Il n’y aura pas d’année blanche pour l’année scolaire en cours. C’est ce qu’a affirmé, aujourd’hui, lundi, le ministre de l’Education nationale, Mohamed Ouadjaout à l’ouverture d’une rencontre de concertation avec les associations des parents d’élèves sur l’organisation du reste de l’année scolaire 2019/2020.

Le ministre a estimé que «compte tenu du taux d’avancement dans l’application des programmes enregistré jusqu’au 12 mars dernier, dans les trois paliers d’enseignement, avant l’application des mesures de prévention pour endiguer la propagation du covid-19, il n’est pas possible de parler d’une année blanche ». M. Ouadjaout a rappelé qu’il avait adressé récemment un message à la famille éducative dans lequel il a mis en avant l’importance « d’agir de concert et de réfléchir ensemble avec les partenaires sociaux sur les mesures envisageables pour le reste de l’année scolaire en cours notamment en ce qui concerne les examens ».

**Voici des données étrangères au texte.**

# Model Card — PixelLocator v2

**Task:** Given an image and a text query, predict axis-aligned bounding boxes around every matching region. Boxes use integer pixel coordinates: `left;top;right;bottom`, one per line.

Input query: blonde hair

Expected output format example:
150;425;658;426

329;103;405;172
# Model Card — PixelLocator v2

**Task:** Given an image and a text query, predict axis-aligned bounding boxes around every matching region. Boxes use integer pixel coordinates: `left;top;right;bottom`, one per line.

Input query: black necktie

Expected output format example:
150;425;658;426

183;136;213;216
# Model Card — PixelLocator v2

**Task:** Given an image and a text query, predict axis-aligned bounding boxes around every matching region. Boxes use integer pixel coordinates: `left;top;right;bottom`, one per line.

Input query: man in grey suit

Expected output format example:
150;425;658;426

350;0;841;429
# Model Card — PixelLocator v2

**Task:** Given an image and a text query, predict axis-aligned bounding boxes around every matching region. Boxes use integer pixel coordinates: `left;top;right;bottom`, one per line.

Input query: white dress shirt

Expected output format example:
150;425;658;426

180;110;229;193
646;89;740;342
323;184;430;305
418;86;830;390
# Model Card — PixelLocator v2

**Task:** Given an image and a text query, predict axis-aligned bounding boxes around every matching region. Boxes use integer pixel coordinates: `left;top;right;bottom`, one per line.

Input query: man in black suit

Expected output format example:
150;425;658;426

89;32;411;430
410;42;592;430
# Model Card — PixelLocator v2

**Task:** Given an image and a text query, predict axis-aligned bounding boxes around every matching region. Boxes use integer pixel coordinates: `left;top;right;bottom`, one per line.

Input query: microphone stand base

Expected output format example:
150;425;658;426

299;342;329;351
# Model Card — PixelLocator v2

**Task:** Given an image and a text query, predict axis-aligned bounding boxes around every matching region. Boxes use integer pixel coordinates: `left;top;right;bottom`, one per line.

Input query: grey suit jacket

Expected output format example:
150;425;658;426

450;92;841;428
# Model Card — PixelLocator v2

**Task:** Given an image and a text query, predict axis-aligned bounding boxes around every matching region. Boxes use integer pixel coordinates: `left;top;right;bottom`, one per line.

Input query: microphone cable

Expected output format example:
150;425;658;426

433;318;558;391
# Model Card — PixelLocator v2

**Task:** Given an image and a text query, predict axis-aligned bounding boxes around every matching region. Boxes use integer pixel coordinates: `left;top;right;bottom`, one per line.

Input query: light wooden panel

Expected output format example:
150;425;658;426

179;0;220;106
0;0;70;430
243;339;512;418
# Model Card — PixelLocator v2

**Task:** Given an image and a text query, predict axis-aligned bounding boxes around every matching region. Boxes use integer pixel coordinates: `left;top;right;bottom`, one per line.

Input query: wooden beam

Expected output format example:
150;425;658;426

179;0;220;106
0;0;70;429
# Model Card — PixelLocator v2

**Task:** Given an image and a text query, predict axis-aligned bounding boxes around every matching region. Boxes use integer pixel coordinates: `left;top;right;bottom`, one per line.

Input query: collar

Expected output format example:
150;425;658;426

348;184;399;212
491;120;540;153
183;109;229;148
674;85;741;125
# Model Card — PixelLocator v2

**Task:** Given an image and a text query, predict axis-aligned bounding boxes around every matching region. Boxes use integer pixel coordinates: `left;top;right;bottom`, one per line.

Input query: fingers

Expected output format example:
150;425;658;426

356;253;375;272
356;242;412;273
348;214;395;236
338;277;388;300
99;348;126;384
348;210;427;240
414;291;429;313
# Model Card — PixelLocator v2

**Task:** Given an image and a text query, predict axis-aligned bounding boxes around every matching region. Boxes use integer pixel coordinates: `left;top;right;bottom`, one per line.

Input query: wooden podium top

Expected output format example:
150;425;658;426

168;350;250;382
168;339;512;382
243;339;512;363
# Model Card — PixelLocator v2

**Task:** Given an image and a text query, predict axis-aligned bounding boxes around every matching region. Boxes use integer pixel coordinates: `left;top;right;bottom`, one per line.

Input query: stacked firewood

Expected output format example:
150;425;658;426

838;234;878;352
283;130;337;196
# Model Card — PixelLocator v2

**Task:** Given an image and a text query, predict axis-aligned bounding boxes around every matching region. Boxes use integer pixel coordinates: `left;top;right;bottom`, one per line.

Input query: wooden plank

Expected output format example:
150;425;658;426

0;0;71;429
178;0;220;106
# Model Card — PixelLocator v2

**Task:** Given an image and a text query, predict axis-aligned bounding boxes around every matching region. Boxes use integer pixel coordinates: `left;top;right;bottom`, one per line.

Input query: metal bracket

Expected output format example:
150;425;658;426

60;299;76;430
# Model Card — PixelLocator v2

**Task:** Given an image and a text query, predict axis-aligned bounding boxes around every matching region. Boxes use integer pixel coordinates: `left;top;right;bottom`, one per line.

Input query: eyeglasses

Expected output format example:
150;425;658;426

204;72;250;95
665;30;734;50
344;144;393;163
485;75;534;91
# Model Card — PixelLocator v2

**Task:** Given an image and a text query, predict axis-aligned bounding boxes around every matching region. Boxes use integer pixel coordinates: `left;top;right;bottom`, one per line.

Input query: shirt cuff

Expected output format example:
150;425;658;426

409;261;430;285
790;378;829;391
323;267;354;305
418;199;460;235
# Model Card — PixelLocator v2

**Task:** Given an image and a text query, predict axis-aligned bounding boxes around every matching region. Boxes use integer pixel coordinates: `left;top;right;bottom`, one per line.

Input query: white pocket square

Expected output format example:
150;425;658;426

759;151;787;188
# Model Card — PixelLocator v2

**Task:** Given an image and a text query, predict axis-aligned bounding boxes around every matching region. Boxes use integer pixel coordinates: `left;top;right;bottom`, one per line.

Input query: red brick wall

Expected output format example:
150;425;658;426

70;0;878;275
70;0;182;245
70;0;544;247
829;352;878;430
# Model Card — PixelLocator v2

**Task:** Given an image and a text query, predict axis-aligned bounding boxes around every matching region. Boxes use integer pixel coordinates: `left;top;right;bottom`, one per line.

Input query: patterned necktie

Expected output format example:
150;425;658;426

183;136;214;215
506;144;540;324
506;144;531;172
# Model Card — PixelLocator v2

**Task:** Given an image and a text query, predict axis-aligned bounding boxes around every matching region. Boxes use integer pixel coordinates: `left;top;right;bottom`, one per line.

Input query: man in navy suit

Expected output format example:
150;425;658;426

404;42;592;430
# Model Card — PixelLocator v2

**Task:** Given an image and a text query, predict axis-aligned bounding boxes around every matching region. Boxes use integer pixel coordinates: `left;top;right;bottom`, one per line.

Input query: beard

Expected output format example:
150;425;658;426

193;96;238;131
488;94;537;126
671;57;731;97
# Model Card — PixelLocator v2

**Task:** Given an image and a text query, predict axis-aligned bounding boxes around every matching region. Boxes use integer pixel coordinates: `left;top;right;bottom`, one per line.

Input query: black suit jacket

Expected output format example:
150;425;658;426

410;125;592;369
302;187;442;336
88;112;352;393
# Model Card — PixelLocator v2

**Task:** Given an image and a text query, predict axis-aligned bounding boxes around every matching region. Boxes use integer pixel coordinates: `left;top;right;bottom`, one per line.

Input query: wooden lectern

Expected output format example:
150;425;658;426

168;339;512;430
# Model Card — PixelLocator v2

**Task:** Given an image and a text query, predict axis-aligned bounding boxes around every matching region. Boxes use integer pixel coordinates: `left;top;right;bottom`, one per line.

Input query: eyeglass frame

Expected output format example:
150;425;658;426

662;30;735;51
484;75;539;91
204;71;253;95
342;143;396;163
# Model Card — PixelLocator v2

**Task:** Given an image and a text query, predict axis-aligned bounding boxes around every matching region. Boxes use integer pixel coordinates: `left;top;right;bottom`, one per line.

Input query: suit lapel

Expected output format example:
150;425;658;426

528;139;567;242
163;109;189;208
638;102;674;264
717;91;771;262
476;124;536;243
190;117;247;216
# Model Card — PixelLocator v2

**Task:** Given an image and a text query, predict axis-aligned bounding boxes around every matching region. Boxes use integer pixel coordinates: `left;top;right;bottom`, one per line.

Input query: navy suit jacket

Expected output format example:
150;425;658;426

Il a été question également de « s’enquérir du taux d’avancement dans l’application des programmes des trois cycles d’enseignement en cas de prorogation des mesures de confinement ou en cas d’éventuelle reprise de l’enseignement ».

Lors de cette rencontre, le ministre a présenté « des propositions préliminaires pour aboutir à une approche consensuelle qui puisse garantir des solutions alternatives en cas de prolongation de la suspension des cours ou de leur reprise dans les établissements éducatifs après le déconfinement ». Dans ce cadre, M. Ouadjaout a proposé la possibilité de « réduire la durée du troisième trimestre estimée par le ministère de tutelle de trois à quatre semaines, ce qui permettra de reprendre les cours et de procéder à l’évaluation pédagogique, en adoptant le système d’ajustement de l’apprentissage et de fixer la date limite au delà de laquelle il est impossible de reprendre les cours en cas de prorogation des mesures de confinement ».

Insistant sur l’impératif de poursuivre les concertations avec tous les partenaires sociaux pour prendre connaissance de toutes les propositions relatives à cette question inhérente à l’avenir scolaire de l’élève, le ministre s’est dit convaincu que ½ les concertations avec tous les partenaires aboutiront à des propositions constructives à même de satisfaire les élèves, les parents ainsi que l’ensemble de la famille éducative et de servir l’intérêt du pays », car ce qui importe le plus, a-t-il dit, c’est ½ la sécurité et la santé des élèves, des enseignants et de tout le personnel du secteur ».

Le ministre aura, mercredi, une rencontre similaire avec les représentants des syndicats du secteur. 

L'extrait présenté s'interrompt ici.